A while back I said that one of the things to watch for was contraction of commercial and trade credit as that would signal the contagion of the financial crisis from the financial economy to the real economy. Here is more evidence that it is going to be ugly out there - and definitely deflationary in due course:
U.S. banks sharply reduce business loans
By Peter S. Goodman, International Herald Tribune
Banks struggling to recover from multibillion-dollar losses on real estate are curtailing loans to American businesses, depriving even healthy companies of money for expansion and hiring.
Two vital forms of credit used by companies — commercial and industrial loans from banks, and short-term "commercial paper" not backed by collateral — collectively dropped almost 3 percent over the last year, to $3.27 trillion from $3.36 trillion, according to Federal Reserve data. That is the largest annual decline since the credit tightening that began with the last recession, in 2001.
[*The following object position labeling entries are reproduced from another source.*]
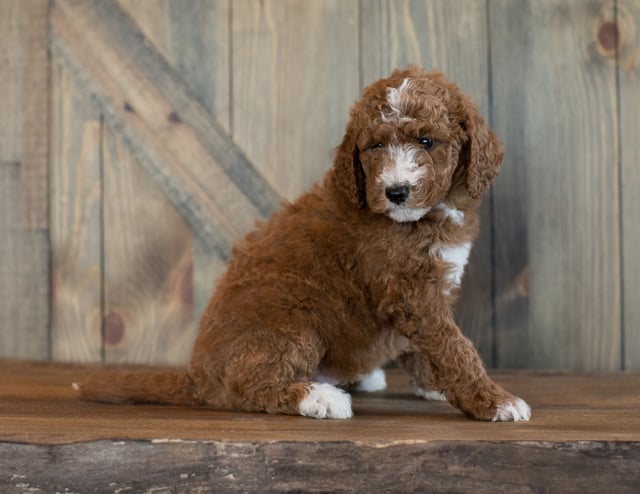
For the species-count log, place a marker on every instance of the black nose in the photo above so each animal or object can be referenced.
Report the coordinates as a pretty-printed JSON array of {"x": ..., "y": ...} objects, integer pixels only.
[{"x": 397, "y": 194}]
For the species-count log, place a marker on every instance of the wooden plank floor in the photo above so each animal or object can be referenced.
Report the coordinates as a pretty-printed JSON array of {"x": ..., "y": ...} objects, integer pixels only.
[{"x": 584, "y": 437}]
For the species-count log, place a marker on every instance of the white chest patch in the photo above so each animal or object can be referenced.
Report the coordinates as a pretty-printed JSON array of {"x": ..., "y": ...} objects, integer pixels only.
[
  {"x": 455, "y": 215},
  {"x": 456, "y": 256}
]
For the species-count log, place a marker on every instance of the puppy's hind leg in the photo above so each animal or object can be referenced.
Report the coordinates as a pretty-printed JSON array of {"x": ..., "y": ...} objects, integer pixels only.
[
  {"x": 280, "y": 382},
  {"x": 418, "y": 370},
  {"x": 310, "y": 399}
]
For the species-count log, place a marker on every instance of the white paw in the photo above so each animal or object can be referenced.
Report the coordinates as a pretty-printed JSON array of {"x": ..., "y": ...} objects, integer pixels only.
[
  {"x": 429, "y": 394},
  {"x": 374, "y": 381},
  {"x": 325, "y": 401},
  {"x": 515, "y": 411}
]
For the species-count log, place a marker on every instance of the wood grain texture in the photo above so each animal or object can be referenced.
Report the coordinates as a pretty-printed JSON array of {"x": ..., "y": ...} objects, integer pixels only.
[
  {"x": 566, "y": 408},
  {"x": 24, "y": 276},
  {"x": 76, "y": 229},
  {"x": 24, "y": 249},
  {"x": 584, "y": 437},
  {"x": 295, "y": 76},
  {"x": 628, "y": 19},
  {"x": 11, "y": 73},
  {"x": 450, "y": 36},
  {"x": 172, "y": 134},
  {"x": 340, "y": 467},
  {"x": 34, "y": 184},
  {"x": 563, "y": 186},
  {"x": 196, "y": 42},
  {"x": 148, "y": 266}
]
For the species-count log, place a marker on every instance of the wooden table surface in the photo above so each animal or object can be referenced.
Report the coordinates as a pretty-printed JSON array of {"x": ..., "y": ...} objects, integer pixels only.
[{"x": 576, "y": 418}]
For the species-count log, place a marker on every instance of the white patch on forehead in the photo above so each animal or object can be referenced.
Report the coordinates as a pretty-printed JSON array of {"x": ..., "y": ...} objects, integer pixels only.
[
  {"x": 403, "y": 168},
  {"x": 456, "y": 256},
  {"x": 403, "y": 214},
  {"x": 395, "y": 101}
]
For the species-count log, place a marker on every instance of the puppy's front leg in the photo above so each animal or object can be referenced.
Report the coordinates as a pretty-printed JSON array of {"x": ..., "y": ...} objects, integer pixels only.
[{"x": 457, "y": 370}]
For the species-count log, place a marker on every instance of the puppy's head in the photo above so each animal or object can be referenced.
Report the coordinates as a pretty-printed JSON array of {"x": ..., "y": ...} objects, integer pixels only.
[{"x": 415, "y": 140}]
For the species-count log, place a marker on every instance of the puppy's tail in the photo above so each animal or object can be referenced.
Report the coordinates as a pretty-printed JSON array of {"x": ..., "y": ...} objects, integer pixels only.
[{"x": 170, "y": 388}]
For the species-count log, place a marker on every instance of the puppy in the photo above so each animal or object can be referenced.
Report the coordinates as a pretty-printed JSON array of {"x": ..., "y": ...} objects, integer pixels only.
[{"x": 359, "y": 271}]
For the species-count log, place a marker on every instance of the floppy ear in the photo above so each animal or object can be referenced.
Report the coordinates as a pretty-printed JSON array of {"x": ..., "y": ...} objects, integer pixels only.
[
  {"x": 483, "y": 154},
  {"x": 348, "y": 176}
]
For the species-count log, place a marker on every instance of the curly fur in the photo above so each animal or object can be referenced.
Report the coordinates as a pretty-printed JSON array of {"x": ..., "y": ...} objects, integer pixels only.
[{"x": 345, "y": 279}]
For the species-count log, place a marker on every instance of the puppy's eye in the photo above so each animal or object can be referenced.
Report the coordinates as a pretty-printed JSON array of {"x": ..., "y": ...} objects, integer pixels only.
[{"x": 426, "y": 143}]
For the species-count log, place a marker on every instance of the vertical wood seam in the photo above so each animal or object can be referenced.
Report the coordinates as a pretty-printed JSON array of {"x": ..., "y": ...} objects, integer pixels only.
[
  {"x": 621, "y": 278},
  {"x": 102, "y": 287},
  {"x": 230, "y": 68}
]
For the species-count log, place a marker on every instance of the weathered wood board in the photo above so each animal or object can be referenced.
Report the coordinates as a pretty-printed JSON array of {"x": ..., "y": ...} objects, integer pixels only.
[
  {"x": 558, "y": 199},
  {"x": 628, "y": 20},
  {"x": 584, "y": 437},
  {"x": 76, "y": 222},
  {"x": 24, "y": 140}
]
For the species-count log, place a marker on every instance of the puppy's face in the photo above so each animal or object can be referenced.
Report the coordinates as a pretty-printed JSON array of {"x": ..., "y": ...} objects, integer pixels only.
[
  {"x": 414, "y": 141},
  {"x": 409, "y": 153}
]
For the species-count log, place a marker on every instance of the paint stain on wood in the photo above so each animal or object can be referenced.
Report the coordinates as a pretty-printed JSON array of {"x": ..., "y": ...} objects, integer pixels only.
[
  {"x": 608, "y": 37},
  {"x": 114, "y": 328}
]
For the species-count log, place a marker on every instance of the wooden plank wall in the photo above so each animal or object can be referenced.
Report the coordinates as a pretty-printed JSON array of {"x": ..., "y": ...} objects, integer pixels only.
[
  {"x": 24, "y": 142},
  {"x": 553, "y": 281}
]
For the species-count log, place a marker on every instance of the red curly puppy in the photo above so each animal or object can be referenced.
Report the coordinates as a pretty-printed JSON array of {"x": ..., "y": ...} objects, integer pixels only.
[{"x": 358, "y": 271}]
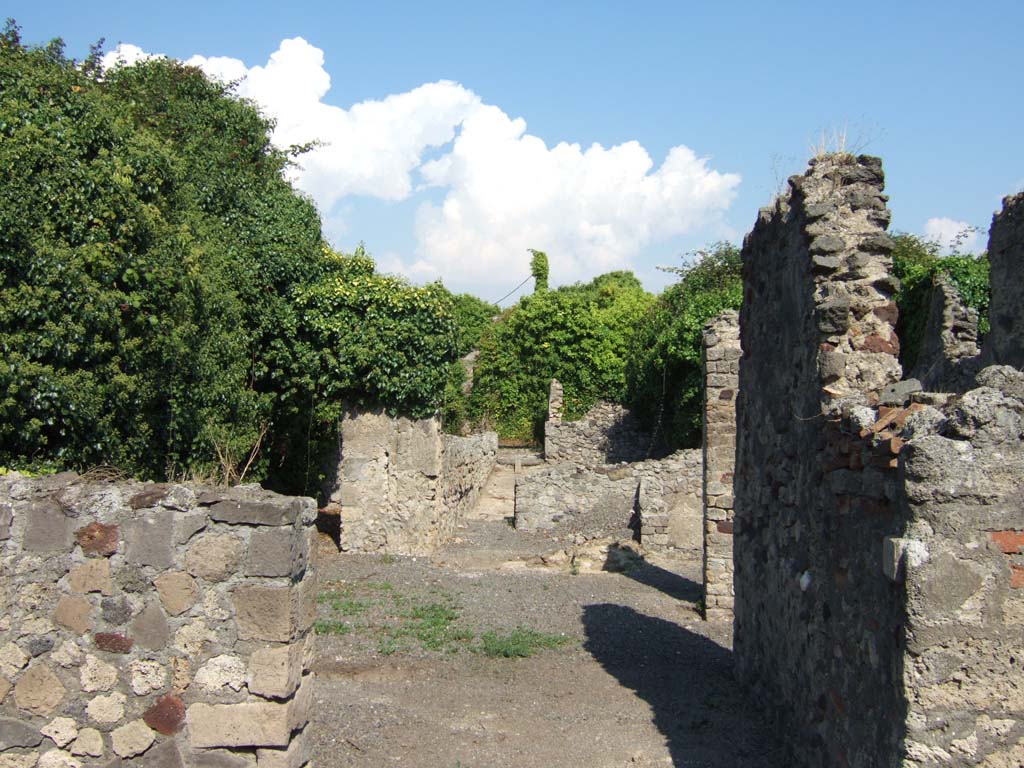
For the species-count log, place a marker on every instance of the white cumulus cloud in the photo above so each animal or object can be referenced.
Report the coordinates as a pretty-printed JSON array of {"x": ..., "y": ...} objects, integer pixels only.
[
  {"x": 951, "y": 236},
  {"x": 501, "y": 189},
  {"x": 592, "y": 210}
]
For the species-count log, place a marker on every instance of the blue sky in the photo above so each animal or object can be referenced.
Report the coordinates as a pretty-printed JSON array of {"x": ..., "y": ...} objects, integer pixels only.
[{"x": 700, "y": 112}]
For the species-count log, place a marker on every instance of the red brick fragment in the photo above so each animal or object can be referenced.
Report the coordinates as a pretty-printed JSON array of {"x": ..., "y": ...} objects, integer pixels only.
[
  {"x": 115, "y": 642},
  {"x": 167, "y": 715},
  {"x": 889, "y": 312},
  {"x": 98, "y": 540},
  {"x": 1011, "y": 542}
]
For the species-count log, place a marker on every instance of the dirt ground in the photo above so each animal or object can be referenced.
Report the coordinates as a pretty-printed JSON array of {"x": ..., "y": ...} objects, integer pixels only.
[{"x": 623, "y": 671}]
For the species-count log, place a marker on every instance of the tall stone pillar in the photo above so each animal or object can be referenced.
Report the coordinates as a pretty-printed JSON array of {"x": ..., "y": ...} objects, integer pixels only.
[{"x": 721, "y": 366}]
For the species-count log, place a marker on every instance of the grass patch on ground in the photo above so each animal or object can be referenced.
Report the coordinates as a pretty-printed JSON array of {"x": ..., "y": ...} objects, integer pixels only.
[
  {"x": 428, "y": 621},
  {"x": 519, "y": 643}
]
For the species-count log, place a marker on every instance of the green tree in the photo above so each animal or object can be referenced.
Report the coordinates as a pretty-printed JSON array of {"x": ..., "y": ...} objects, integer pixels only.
[
  {"x": 579, "y": 334},
  {"x": 666, "y": 381},
  {"x": 167, "y": 302}
]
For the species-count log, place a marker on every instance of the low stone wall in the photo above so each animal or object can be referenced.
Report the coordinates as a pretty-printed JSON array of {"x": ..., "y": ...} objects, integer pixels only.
[
  {"x": 401, "y": 484},
  {"x": 164, "y": 626},
  {"x": 466, "y": 466},
  {"x": 665, "y": 494},
  {"x": 607, "y": 434}
]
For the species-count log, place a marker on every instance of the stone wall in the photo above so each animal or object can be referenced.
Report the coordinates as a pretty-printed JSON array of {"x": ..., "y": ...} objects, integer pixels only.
[
  {"x": 958, "y": 566},
  {"x": 164, "y": 626},
  {"x": 721, "y": 366},
  {"x": 947, "y": 360},
  {"x": 664, "y": 494},
  {"x": 877, "y": 549},
  {"x": 1005, "y": 342},
  {"x": 401, "y": 484},
  {"x": 466, "y": 466},
  {"x": 816, "y": 627},
  {"x": 607, "y": 434}
]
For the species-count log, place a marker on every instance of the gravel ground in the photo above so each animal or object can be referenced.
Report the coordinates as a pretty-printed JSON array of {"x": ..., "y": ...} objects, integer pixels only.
[{"x": 639, "y": 680}]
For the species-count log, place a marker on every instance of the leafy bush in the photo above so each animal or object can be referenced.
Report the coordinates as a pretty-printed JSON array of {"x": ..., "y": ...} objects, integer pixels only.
[
  {"x": 148, "y": 245},
  {"x": 380, "y": 340},
  {"x": 666, "y": 383},
  {"x": 167, "y": 303},
  {"x": 915, "y": 262},
  {"x": 580, "y": 335}
]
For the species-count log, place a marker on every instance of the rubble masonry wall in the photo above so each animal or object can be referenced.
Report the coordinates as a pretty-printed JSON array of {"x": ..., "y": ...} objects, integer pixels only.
[
  {"x": 721, "y": 367},
  {"x": 155, "y": 625},
  {"x": 665, "y": 494},
  {"x": 879, "y": 573},
  {"x": 402, "y": 484}
]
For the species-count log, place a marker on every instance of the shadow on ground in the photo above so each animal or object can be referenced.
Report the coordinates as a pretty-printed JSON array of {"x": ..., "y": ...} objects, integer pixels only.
[
  {"x": 687, "y": 681},
  {"x": 624, "y": 560}
]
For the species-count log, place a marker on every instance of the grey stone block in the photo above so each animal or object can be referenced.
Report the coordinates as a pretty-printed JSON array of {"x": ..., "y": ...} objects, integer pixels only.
[
  {"x": 17, "y": 733},
  {"x": 148, "y": 539},
  {"x": 6, "y": 518},
  {"x": 276, "y": 552},
  {"x": 48, "y": 528}
]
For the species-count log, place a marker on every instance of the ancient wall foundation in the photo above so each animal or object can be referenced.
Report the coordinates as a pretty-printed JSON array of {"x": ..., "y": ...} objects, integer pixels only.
[
  {"x": 607, "y": 434},
  {"x": 721, "y": 366},
  {"x": 877, "y": 548},
  {"x": 665, "y": 496},
  {"x": 164, "y": 626},
  {"x": 401, "y": 484}
]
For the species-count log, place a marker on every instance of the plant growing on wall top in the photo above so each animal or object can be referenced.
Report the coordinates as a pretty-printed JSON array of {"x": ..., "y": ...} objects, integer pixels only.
[{"x": 539, "y": 268}]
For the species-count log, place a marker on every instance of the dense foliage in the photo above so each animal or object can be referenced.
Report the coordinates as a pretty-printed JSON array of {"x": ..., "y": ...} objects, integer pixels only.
[
  {"x": 167, "y": 303},
  {"x": 915, "y": 262},
  {"x": 380, "y": 340},
  {"x": 665, "y": 377},
  {"x": 473, "y": 317},
  {"x": 579, "y": 334}
]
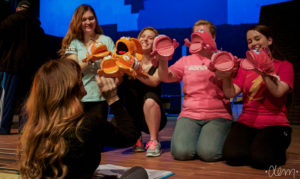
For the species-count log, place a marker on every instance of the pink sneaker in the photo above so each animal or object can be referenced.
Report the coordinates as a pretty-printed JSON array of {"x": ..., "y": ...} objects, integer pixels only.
[
  {"x": 201, "y": 40},
  {"x": 138, "y": 146},
  {"x": 153, "y": 148}
]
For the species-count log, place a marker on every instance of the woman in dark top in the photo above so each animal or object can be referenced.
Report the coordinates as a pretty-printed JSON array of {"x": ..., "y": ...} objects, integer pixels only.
[
  {"x": 142, "y": 98},
  {"x": 59, "y": 140}
]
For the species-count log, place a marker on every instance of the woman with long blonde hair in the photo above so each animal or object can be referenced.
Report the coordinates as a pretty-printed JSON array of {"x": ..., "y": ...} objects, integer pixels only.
[
  {"x": 84, "y": 28},
  {"x": 59, "y": 140}
]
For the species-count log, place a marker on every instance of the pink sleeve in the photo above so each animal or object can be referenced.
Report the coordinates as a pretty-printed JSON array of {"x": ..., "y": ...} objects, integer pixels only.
[
  {"x": 178, "y": 68},
  {"x": 239, "y": 78},
  {"x": 286, "y": 73}
]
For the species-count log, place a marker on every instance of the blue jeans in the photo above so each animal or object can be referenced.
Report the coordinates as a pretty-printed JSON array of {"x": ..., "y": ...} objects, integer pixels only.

The scarcity of credit has intensified the strains on the economy by withholding capital from many companies, just as joblessness grows and consumers pull back from spending in the face of high gas prices, plummeting home values and mounting debt.
I'll be writing more about Irving Fisher's theory of debt deflation as causing the Great Depression in my Friday RGE blog, which I'll cross-post here. Fisher was marginalised and neglected by the Chicago School free marketers, but is well worth reappraising given the way history is repeating itself.